Wenn wir klein sind, fällt uns Teilen schwer. Doch Psychologinnen haben in einem Versuch herausgefunden, dass auch Dreijährige teilen können. Jemandem, der traurig war, schenkten sie nämlich ihre Sticker. Besonders gerne machten sie das, wenn sie selbst entscheiden durften, ob sie ihre Sticker abgeben wollten – und nicht die Eltern das gesagt hatten. Doch Forscher sagen auch: Der Bereich in unserem Gehirn, der für Gerechtigkeit zuständig ist, entwickelt sich erst mit der Zeit.

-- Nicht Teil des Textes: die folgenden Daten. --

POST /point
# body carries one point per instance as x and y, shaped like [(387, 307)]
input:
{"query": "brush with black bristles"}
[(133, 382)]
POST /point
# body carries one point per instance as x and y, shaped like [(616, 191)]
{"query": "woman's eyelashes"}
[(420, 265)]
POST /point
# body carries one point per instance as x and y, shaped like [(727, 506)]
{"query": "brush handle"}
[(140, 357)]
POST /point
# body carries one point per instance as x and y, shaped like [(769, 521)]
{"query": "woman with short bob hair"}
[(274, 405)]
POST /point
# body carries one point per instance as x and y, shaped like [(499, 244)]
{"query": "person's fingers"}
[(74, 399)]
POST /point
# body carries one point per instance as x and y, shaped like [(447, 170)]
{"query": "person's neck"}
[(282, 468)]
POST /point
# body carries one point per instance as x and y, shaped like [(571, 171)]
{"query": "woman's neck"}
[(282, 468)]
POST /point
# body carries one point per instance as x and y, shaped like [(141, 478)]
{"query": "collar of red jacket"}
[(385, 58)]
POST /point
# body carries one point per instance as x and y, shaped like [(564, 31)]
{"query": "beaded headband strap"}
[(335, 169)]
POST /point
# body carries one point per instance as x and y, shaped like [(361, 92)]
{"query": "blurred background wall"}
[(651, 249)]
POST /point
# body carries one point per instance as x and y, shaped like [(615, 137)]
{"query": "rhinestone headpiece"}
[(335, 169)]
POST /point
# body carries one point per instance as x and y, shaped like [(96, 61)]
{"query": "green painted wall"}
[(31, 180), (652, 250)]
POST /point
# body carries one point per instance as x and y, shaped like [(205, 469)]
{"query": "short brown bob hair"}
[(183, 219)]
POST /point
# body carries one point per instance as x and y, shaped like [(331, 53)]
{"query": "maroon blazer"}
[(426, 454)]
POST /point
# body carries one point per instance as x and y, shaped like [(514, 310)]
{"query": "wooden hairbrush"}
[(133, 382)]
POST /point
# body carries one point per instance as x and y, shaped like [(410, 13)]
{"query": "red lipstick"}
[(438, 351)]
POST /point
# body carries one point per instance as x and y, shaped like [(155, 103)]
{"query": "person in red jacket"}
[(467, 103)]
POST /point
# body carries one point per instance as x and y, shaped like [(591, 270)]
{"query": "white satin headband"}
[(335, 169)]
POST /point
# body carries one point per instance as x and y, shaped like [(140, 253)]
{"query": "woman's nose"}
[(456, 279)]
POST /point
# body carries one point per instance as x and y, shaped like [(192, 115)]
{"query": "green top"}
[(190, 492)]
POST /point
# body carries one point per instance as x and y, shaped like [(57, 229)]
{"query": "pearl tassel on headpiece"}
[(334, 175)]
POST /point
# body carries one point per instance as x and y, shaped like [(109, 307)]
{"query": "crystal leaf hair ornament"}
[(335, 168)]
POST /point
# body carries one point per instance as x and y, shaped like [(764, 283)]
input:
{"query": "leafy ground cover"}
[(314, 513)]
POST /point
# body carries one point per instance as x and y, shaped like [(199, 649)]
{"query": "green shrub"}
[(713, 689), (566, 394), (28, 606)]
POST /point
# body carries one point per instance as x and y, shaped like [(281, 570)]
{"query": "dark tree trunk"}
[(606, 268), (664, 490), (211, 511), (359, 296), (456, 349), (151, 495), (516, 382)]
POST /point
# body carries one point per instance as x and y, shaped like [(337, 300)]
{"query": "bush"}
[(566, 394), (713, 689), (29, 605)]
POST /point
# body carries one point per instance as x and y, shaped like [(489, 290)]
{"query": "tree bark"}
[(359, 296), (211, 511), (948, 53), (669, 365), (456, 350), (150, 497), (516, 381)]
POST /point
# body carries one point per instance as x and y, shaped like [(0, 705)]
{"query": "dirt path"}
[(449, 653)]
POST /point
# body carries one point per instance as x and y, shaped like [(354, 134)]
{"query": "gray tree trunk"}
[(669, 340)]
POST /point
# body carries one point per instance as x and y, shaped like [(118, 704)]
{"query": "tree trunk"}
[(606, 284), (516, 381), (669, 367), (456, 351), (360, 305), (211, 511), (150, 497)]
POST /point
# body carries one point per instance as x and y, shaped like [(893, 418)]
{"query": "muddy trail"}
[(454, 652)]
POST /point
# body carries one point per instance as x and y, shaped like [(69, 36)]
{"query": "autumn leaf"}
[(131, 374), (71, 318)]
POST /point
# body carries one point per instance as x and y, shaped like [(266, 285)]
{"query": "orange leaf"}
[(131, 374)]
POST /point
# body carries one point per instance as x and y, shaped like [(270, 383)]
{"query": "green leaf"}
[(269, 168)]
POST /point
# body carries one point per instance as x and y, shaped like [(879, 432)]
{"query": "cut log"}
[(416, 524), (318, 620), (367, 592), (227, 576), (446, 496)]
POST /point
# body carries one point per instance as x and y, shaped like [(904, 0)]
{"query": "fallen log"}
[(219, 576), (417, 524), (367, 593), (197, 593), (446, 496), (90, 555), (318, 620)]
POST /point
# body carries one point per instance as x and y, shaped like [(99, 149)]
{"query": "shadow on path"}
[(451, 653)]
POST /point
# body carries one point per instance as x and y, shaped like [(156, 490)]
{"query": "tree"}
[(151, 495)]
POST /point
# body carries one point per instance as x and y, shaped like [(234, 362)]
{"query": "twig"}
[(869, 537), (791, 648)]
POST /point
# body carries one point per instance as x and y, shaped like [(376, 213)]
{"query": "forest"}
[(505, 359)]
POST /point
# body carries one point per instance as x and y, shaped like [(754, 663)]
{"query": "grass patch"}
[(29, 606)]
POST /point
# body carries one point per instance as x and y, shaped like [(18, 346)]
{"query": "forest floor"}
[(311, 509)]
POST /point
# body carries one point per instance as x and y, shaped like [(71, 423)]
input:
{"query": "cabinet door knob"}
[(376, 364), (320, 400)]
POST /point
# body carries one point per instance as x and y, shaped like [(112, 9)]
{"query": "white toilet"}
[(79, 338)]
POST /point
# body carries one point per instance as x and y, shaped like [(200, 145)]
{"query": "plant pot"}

2. Einzelkinder teilen mehr

Ja, du hast richtig gelesen. Forscher haben herausgefunden, dass Einzelkinder besser teilen können, als Kinder mit Geschwistern. Das liegt vermutlich daran, dass Geschwisterkinder mehr schlechte Erfahrungen mit ihren eigenen Sachen gemacht haben. Denn klar, Schwester oder Bruder essen – ganz aus Versehen natürlich – schon mal die Schokolade von Oma auf, oder mopsen das neue Puzzle. Diese Erfahrung haben Einzelkinder nicht gemacht. Stattdessen haben sie gelernt: Wenn ich teile, bin ich beliebt.

3. Teilen als Vorteil

Denn je älter wir werden, desto eher verstehen wir: Wenn wir teilen, können wir vielleicht auch etwas zurückbekommen. Zum Beispiel: Wenn ich mit meiner Sitznachbarin die Buntstifte teile, darf ich morgen vielleicht ihre Filzstifte nutzen. Wer teilt, macht sich beliebt und gewinnt Freunde, auf die er zählen kann. Deswegen teilen wir gerne mit Menschen, die wir kennen und mögen. Am liebsten teilen wir übrigens mit den Menschen, mit denen wir verwandt sind, nämlich innerhalb der Familie.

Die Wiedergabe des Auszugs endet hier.